# `hadoop`

*soon we will need the following file, and it takes a considerable amount of time to download. start downloading it now*

https://resources.oreilly.com/examples/0636920035275/raw/master/hfpd3.vmdk.gz

## the problem(s)

reach all the way back in your memory to two lectures ago, when we talked about `aws` `dynamodb`. the proposed use case for `dynamodb` was an ambiguous "webby" one:

*we're reading and writing way too much data way too fast for our one machine*

this sentiment is reflective of a modern data reality that often goes by the buzziest of buzzwords:

**big data**

*mandatory caveat: big data $\neq$ data science*

traditional data analyses were optimized for super-powerful single machines such as the monolithic, super-powerful `sql` servers

*note: this is not to say that cluster computing didn't exist; indeed it was one of the main computational frameworks in the early days of computers*

our exponential growth in disk space and memory space per dollar spent fueled a lot of this work and innovation.
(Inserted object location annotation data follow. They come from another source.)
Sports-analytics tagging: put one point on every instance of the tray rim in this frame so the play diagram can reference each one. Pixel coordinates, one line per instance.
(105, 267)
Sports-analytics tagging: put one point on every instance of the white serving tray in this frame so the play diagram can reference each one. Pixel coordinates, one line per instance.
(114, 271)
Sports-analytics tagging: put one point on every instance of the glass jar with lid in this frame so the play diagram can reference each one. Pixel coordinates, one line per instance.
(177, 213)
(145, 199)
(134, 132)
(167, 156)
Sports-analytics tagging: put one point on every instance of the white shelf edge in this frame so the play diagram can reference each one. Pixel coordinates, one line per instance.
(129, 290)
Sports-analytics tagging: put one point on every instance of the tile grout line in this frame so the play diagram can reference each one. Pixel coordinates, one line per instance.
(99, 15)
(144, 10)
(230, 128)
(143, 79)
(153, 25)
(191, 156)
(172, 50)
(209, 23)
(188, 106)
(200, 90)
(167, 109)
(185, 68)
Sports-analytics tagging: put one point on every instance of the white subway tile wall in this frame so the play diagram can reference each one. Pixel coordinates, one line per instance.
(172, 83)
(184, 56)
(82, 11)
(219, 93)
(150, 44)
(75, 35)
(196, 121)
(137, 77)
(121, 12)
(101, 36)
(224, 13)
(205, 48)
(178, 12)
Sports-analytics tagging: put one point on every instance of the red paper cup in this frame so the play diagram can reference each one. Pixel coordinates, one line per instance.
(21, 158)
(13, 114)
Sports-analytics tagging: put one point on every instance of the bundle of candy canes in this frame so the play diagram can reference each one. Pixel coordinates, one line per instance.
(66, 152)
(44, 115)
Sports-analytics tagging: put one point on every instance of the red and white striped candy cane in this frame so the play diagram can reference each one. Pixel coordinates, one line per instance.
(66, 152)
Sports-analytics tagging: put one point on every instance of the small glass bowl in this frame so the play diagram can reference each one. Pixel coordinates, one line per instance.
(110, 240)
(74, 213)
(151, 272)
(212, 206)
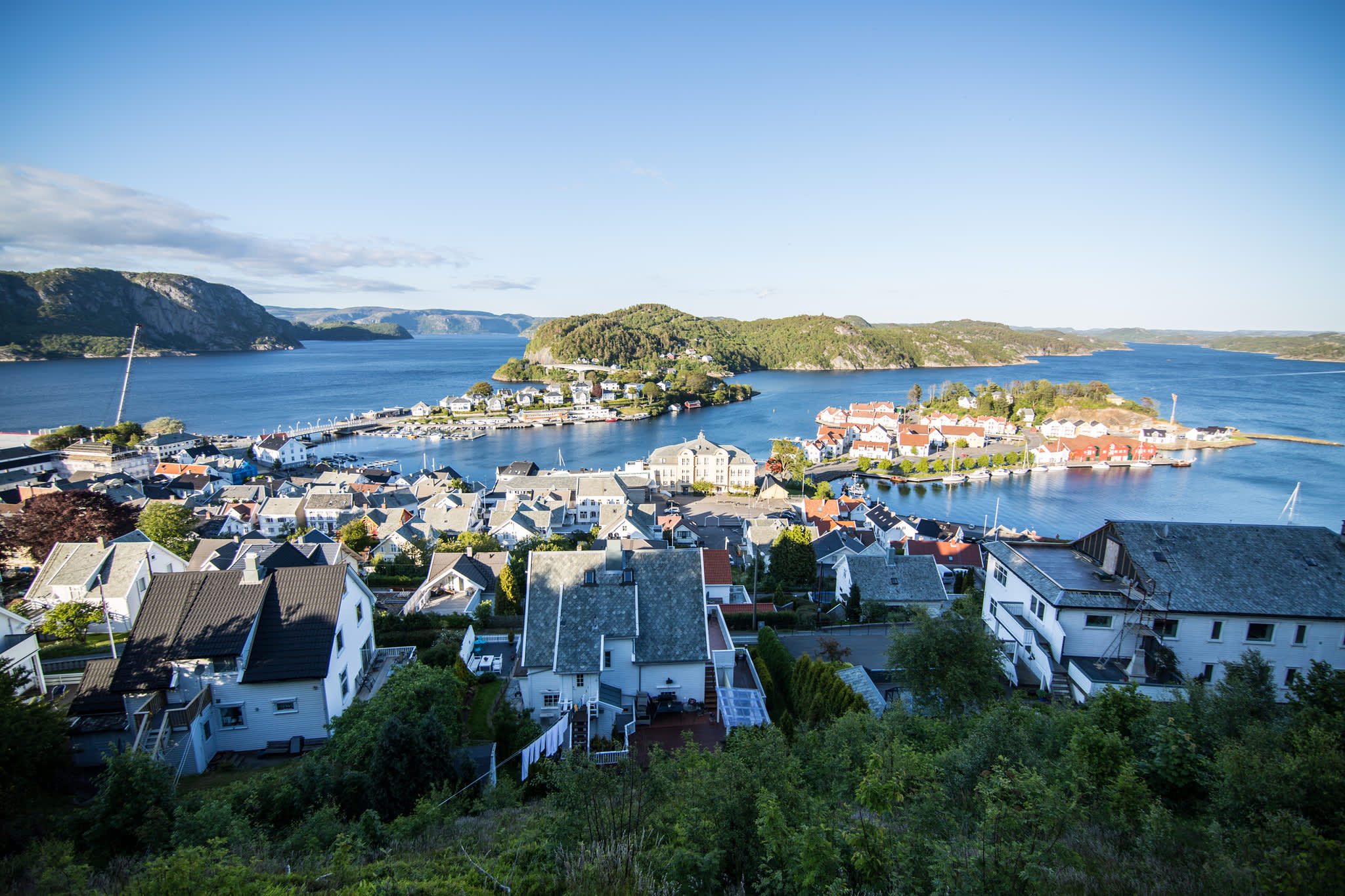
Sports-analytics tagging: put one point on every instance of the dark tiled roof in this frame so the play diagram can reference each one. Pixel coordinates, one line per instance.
(95, 696)
(187, 616)
(298, 625)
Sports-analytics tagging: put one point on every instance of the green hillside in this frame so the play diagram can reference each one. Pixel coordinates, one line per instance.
(806, 341)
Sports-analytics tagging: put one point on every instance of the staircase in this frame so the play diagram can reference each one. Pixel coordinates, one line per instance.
(712, 699)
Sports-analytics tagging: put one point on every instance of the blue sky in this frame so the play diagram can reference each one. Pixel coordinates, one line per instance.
(1042, 164)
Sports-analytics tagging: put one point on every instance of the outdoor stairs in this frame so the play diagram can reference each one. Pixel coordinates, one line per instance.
(712, 699)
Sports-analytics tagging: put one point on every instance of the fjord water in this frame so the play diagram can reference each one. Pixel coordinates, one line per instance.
(248, 393)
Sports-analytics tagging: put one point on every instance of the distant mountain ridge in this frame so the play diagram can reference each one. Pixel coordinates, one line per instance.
(72, 312)
(806, 341)
(430, 320)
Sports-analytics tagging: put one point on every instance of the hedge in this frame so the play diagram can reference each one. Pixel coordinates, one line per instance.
(776, 620)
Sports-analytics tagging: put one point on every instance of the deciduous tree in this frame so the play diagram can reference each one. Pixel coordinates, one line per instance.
(64, 516)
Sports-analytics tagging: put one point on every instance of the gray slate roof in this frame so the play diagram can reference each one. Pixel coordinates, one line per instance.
(663, 610)
(903, 580)
(1251, 570)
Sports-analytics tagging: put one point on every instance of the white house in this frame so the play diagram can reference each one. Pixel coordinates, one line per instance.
(19, 651)
(604, 633)
(677, 467)
(109, 574)
(236, 660)
(280, 450)
(1162, 603)
(277, 516)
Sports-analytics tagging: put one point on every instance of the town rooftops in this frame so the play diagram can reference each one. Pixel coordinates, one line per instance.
(1220, 567)
(661, 609)
(900, 580)
(717, 567)
(198, 616)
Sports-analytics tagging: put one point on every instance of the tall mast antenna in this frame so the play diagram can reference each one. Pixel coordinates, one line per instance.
(125, 381)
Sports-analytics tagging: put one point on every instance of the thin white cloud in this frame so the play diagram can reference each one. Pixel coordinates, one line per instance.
(50, 214)
(496, 284)
(643, 171)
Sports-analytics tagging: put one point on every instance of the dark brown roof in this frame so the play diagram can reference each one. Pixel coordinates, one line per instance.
(298, 625)
(95, 696)
(187, 616)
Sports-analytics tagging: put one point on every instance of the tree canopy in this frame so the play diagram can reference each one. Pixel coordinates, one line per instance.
(64, 516)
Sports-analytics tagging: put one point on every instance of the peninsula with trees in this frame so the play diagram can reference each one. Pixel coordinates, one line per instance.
(657, 333)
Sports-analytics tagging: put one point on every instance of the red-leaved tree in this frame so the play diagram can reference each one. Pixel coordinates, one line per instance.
(64, 516)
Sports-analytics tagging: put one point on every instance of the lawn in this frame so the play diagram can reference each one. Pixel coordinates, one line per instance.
(479, 716)
(95, 644)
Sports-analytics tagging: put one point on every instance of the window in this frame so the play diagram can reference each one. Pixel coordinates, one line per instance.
(1261, 631)
(1165, 628)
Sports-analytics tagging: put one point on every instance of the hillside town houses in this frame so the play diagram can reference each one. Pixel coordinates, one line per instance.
(265, 633)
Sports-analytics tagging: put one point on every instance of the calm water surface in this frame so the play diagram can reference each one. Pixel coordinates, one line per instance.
(246, 393)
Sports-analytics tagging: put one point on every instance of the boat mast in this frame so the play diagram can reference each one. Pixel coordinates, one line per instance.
(125, 381)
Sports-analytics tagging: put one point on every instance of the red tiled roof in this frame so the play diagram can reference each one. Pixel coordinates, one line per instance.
(717, 568)
(947, 553)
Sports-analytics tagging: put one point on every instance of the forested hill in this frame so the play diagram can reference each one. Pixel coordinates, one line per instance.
(805, 341)
(1302, 347)
(430, 320)
(72, 312)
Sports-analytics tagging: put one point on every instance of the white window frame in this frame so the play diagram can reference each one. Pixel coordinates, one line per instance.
(242, 715)
(1270, 633)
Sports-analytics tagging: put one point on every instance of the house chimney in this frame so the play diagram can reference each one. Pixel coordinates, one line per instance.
(1136, 671)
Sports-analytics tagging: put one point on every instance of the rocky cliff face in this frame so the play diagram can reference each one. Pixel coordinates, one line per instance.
(85, 310)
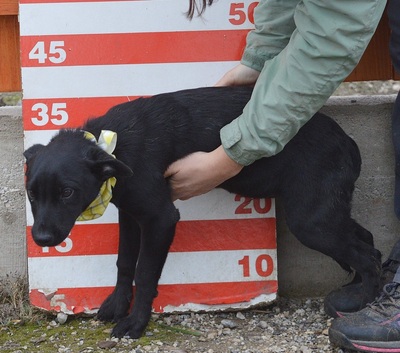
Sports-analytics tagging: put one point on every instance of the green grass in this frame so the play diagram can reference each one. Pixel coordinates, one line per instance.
(26, 329)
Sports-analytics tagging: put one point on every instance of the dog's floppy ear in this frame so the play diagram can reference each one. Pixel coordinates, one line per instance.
(106, 166)
(32, 151)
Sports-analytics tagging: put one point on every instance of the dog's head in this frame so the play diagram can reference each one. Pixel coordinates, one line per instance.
(62, 179)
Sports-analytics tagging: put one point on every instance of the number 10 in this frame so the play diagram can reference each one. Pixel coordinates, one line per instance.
(263, 265)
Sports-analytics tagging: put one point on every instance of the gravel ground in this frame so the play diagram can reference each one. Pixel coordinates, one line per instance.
(288, 325)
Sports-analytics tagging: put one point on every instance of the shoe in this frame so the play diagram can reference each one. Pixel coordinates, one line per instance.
(348, 299)
(376, 328)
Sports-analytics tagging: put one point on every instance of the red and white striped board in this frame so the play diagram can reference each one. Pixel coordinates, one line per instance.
(79, 58)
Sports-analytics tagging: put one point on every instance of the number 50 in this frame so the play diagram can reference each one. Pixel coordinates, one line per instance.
(239, 15)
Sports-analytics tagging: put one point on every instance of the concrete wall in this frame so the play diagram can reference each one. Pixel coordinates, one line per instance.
(302, 272)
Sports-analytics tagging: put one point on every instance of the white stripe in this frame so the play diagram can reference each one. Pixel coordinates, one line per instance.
(119, 80)
(180, 268)
(122, 17)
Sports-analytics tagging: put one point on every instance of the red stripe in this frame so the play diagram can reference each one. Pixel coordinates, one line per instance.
(78, 110)
(78, 300)
(234, 234)
(140, 48)
(59, 1)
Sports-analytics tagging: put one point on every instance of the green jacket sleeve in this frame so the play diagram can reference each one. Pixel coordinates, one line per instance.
(298, 74)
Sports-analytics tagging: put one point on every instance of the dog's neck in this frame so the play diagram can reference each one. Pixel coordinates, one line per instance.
(107, 141)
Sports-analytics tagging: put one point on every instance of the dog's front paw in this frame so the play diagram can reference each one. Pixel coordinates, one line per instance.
(127, 327)
(116, 306)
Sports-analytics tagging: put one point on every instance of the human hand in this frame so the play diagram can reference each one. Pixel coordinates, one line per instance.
(240, 75)
(200, 172)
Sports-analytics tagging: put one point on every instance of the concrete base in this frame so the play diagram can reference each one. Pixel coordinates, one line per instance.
(302, 272)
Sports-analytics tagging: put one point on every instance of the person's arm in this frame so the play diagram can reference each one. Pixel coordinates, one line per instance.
(199, 173)
(328, 41)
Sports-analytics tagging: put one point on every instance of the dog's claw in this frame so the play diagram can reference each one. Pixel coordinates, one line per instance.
(125, 328)
(115, 307)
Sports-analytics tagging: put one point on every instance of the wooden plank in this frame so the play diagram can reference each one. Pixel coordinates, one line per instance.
(8, 7)
(10, 68)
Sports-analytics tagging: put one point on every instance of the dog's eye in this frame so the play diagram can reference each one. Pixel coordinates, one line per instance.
(31, 195)
(66, 193)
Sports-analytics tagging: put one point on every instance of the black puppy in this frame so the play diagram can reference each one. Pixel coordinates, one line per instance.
(313, 176)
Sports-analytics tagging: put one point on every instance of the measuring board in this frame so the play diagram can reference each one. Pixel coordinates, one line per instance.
(79, 58)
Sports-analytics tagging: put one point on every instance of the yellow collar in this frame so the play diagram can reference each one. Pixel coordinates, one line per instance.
(107, 142)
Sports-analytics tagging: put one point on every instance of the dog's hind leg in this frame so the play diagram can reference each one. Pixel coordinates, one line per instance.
(331, 231)
(116, 306)
(157, 234)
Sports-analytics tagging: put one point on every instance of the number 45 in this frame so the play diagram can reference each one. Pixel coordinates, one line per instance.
(56, 53)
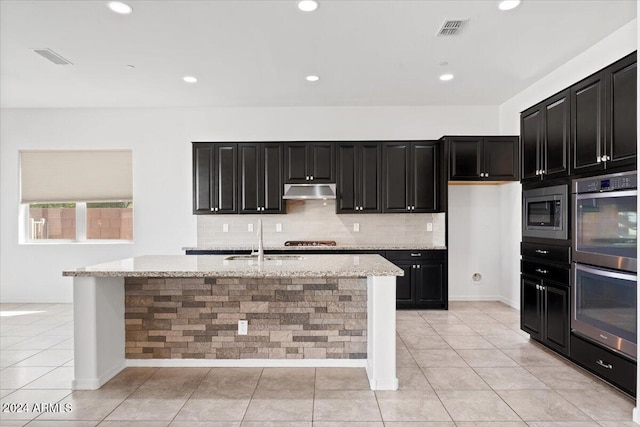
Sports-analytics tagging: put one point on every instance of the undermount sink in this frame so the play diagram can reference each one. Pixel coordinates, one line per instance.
(266, 257)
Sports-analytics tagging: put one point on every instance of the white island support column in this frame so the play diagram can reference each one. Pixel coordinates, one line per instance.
(98, 329)
(381, 332)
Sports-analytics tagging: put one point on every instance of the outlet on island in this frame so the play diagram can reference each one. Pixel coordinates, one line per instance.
(243, 327)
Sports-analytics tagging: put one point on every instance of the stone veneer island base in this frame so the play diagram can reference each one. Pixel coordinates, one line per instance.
(321, 311)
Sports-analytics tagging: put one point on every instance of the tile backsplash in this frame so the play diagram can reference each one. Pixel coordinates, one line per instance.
(317, 220)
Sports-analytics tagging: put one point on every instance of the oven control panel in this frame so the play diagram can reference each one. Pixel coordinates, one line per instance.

basically, for a long while our ability to *compute* data grew faster than our ability to *create* or *acquire* data. in the modern world, though, that notion is absolute history.

take, for example, a relatively trivial process for modern computation: word counts for a document of several MBs:

In [27]:
%%bash
rm /tmp/shakespeare.txt
wget --quiet -O /tmp/shakespeare.txt.zip https://github.com/bbengfort/hadoop-fundamentals/raw/master/data/shakespeare.txt.zip
unzip /tmp/shakespeare.txt.zip -d /tmp
ls -alh /tmp/shak*

Archive:  /tmp/shakespeare.txt.zip
  inflating: /tmp/shakespeare.txt    
-rw-r--r-- 1 zlamberty zlamberty 8.5M May 22  2009 /tmp/shakespeare.txt
-rw-r--r-- 1 zlamberty zlamberty 2.8M Nov 30 14:31 /tmp/shakespeare.txt.zip


In [29]:
%%bash
head /tmp/shakespeare.txt

hamlet@0		HAMLET
hamlet@8	
hamlet@9	
hamlet@10		DRAMATIS PERSONAE
hamlet@29	
hamlet@30	
hamlet@31	CLAUDIUS	king of Denmark. (KING CLAUDIUS:)
hamlet@74	
hamlet@75	HAMLET	son to the late, and nephew to the present king.
hamlet@131	


In [30]:
with open('/tmp/shakespeare.txt', 'r') as f:
    s = f.read()

print(s[:100])

hamlet@0		HAMLET
hamlet@8	
hamlet@9	
hamlet@10		DRAMATIS PERSONAE
hamlet@29	
hamlet@30	
hamlet@31	CL


In [31]:
import collections

wordct = collections.Counter(
    word.lower()
    for line in s.split('\n')
    for word in line.strip().split('\t')
    if word
)

wordct.most_common(10)

[('[exit]', 571),
 ('[exeunt]', 566),
 ('gloucester', 480),
 ('|', 476),
 ('falstaff', 472),
 ('hamlet', 382),
 ('othello', 292),
 ('brutus', 285),
 ('iago', 273),
 ('clown', 262)]

that was easy, but it relied on some important features:

1. I had enough disk space to have that 8.5MB file stored locally
2. I had enough memory to load that 8.5MB file's contents directly into memory

obviously, that isn't always the case. It's not even hard to think of counter-examples

1. a larger text corpus (e.g. all of wikipedia, 10TB as of 2015, or publically available SEC EDGAR filings)
2. any reasonably large image recognition project
3. the logs of web traffic for any modestly sized website or service
4. IoT information (usage records of your smartphone or headphones, e.g.)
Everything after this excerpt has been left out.